The Mormon church is being taken to the Human Rights Tribunal over a claim that its use of covenants on properties in Hamilton is discriminatory.
The four-day hearing will begin on November 28 after being postponed during the 2021 lockdown.
The complaint was lodged by Rā Puriri, who has campaigned against the church’s management of the Temple View site since the Church College secondary school was closed down in 2009.
The church and Paul Coward, who was the project director of the Temple View development from 2013-18, are named as the two defendants.
Documents show the church placed covenants on some of the houses it owned on Tuhikaramea Road, near the Hamilton Temple, which is due to be rededicated in October.
Express permission from the church
According to the covenants, buyers would not be allowed to rent the property out, work from home, file any complaints against the church, oppose any further developments or have non-immediate family stay, without express permission from the church.
It also lists a $50,000 penalty if any of the covenants are breached.
This, Puriri alleges, constitutes unlawful discrimination on the basis of religious belief or ethical belief, since only members of the church would find the terms acceptable.
Puriri now lives in Raglan and is running for mayor of the Waikato district council in October. He told BusinessDesk: “Just having them review the issue is huge. People can get an opinion separate from mine. People can ask questions to get information freely.
“It’s sad that any institution, particularly a church that follows Jesus, has to be coerced into behaving like Jesus. They’re not practising what they preach.

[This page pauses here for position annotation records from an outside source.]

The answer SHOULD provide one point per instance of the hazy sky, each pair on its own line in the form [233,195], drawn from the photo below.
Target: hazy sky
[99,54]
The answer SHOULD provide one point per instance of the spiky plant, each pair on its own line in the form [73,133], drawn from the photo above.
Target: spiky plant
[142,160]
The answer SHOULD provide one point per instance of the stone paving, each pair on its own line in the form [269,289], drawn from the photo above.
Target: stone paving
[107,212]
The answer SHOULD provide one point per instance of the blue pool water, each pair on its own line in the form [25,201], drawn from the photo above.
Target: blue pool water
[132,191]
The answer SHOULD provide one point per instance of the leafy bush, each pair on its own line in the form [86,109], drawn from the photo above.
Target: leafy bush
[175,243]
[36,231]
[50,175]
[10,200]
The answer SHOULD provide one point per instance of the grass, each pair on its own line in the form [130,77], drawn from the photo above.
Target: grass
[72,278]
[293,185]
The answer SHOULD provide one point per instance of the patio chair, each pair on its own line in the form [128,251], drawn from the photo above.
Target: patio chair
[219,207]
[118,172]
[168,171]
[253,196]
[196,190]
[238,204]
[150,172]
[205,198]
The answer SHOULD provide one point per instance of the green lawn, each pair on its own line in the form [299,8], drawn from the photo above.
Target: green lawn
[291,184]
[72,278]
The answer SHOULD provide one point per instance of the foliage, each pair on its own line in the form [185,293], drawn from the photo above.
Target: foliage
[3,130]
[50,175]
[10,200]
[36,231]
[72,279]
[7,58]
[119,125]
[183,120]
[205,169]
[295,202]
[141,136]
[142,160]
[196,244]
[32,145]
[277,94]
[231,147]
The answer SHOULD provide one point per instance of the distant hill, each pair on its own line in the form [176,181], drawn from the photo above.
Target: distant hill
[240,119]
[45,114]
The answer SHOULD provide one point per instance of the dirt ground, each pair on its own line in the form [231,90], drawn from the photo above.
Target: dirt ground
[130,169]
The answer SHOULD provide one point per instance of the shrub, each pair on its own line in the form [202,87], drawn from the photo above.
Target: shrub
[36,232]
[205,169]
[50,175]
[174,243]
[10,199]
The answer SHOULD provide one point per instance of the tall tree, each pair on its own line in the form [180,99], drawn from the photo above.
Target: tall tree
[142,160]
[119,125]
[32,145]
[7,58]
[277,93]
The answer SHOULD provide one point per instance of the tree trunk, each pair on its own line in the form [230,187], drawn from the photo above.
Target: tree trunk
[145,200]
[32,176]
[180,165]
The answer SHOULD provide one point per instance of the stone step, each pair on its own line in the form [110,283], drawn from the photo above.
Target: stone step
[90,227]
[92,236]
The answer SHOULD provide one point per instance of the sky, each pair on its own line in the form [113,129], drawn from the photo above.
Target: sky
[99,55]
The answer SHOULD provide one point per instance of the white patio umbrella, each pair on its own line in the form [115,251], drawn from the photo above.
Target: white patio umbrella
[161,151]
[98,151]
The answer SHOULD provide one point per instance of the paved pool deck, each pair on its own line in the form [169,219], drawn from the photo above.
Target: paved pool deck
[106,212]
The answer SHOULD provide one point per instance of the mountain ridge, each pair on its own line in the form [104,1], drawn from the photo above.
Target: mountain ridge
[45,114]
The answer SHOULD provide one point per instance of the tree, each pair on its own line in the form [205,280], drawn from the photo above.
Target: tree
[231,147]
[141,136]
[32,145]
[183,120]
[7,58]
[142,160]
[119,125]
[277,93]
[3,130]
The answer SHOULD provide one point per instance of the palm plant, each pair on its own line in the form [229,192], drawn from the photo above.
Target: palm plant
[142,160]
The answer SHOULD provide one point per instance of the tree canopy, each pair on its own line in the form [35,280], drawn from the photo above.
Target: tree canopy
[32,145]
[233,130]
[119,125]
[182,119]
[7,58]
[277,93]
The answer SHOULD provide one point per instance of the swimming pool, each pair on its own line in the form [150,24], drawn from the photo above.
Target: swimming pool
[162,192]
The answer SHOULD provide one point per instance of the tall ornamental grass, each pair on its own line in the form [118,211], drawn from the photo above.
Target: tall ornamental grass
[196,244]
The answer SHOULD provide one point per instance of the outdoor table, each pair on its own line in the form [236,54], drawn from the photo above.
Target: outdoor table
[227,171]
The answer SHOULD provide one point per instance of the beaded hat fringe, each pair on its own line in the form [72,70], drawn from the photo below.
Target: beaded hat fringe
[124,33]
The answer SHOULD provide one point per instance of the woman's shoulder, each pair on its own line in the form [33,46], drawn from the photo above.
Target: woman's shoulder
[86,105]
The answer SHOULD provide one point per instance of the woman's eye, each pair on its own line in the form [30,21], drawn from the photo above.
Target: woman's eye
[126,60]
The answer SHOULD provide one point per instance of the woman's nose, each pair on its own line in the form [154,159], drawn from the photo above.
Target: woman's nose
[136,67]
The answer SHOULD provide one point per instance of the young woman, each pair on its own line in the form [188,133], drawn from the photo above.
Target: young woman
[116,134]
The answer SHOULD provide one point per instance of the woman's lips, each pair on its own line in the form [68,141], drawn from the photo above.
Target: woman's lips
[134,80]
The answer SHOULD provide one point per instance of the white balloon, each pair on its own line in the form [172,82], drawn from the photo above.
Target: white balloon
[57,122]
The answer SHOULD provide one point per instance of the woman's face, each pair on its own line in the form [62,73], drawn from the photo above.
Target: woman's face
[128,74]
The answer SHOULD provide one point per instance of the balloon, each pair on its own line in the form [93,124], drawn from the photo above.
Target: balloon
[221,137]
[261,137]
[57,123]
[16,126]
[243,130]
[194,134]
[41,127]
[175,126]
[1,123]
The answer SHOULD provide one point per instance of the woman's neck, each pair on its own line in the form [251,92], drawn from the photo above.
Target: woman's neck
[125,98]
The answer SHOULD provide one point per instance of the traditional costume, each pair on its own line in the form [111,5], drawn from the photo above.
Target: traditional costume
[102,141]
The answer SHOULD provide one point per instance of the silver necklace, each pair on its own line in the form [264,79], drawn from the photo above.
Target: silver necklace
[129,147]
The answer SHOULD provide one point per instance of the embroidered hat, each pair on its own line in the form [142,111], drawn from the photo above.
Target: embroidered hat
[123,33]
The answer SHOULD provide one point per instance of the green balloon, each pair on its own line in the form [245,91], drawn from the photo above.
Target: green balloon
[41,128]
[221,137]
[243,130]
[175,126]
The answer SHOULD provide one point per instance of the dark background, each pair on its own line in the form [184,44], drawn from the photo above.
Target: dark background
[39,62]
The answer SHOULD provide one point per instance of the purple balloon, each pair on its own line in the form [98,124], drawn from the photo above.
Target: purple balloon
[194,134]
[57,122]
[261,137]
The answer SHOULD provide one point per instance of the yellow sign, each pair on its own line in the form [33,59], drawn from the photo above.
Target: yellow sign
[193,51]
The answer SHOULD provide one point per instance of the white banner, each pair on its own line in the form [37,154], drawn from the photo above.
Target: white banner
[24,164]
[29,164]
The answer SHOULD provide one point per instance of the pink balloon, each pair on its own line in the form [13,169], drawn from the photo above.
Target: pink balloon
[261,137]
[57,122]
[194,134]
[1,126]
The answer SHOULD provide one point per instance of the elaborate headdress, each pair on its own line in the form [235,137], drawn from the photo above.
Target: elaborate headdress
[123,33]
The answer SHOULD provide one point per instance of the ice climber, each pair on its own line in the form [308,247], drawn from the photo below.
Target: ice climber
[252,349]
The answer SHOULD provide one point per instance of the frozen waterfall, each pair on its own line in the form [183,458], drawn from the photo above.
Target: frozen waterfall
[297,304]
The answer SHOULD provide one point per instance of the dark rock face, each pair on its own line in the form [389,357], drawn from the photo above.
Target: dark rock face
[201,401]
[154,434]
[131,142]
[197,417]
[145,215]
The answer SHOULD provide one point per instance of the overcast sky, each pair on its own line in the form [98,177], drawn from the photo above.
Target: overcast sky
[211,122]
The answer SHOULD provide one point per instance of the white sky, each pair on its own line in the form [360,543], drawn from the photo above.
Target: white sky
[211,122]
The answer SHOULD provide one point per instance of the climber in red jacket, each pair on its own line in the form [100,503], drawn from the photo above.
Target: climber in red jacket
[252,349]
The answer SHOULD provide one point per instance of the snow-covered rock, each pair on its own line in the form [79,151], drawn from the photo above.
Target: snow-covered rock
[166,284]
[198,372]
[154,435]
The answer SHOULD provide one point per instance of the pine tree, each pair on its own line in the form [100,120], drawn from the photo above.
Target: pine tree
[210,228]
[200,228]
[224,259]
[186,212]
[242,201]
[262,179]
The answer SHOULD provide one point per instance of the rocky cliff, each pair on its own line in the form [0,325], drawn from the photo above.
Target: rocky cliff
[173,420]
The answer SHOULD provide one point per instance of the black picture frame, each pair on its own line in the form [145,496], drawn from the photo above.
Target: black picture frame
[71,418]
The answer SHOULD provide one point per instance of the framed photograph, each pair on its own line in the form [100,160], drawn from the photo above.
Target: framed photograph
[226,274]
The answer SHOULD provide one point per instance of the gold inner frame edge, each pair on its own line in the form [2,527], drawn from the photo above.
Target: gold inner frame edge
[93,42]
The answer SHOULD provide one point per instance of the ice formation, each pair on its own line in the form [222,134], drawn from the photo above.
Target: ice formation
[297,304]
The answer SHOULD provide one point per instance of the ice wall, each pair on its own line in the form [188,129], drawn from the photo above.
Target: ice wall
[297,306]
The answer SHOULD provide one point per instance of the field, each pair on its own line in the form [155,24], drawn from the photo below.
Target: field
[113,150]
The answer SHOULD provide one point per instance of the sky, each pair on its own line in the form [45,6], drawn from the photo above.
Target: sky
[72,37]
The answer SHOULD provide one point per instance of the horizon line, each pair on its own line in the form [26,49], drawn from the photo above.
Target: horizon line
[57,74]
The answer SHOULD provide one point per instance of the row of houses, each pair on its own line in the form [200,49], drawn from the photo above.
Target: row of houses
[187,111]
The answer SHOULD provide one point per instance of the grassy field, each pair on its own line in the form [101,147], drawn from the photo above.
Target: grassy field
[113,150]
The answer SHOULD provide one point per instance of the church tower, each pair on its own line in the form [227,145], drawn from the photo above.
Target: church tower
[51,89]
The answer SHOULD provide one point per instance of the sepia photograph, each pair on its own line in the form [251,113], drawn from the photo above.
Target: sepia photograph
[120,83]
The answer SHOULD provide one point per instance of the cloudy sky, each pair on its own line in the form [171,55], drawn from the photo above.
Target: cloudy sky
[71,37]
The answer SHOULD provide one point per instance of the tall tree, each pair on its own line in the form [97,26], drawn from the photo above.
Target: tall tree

“I’m grateful we have institutions in this country that are willing to take this on.
In an unsworn affidavit from February, Coward said: “There is absolutely no basis for these allegations. Neither I nor anyone else involved in the Temple View development have used covenants in this way or otherwise profiled or discriminated against potential buyers.
“There is a clear explanation for the existence of different covenants applicable to different stages of the Temple View development. This explanation is confirmed by the public record and has nothing to do with discrimination, buyer profiling, or anything else alleged by Rā.”
A spokesperson for The Church of Jesus Christ of Latter-day Saints said: “The church does not comment on pending legal proceedings out of respect for the process and to protect the privacy of all individuals involved, among other reasons.”
Unresolved mediation
Puriri and the church originally went to mediation on this issue with the Human Rights Commission in July 2020. This was unresolved, so Puriri filed a complaint with the Human Rights Tribunal in September 2020.
The college was formally closed in 2009, with students and some teachers dispersed into other local schools.
The 86-hectare site is still owned by the church and sits ready for further development, with a number of residences already built.
Despite the college’s motto of ‘Build for Eternity’, large sections of the school were bulldozed, with a plan to build residential units instead on the site estimated to be worth $122 million.
In the 1950s, Māori and Pacific Islander church members, including Puriri’s parents, spent years building the school and temple, reportedly for just $1 a week.
The temple, which was the first to be built in the southern hemisphere, currently serves all believers in New Zealand.
Mormons consider each temple to be the most sacred place of worship on earth. Their primary purpose is to conduct sacred ceremonies such as marriages and proxy baptisms “on behalf of deceased ancestors who did not have the opportunity to be baptised while living”.
Only those with a ‘temple recommend’ are able to enter. Those seeking a recommendation must answer a set of questions devised by the First Presidency of the Church.
Among the questions are: “Do you sustain the local leaders of the church?” and “Are you a full tithe payer?”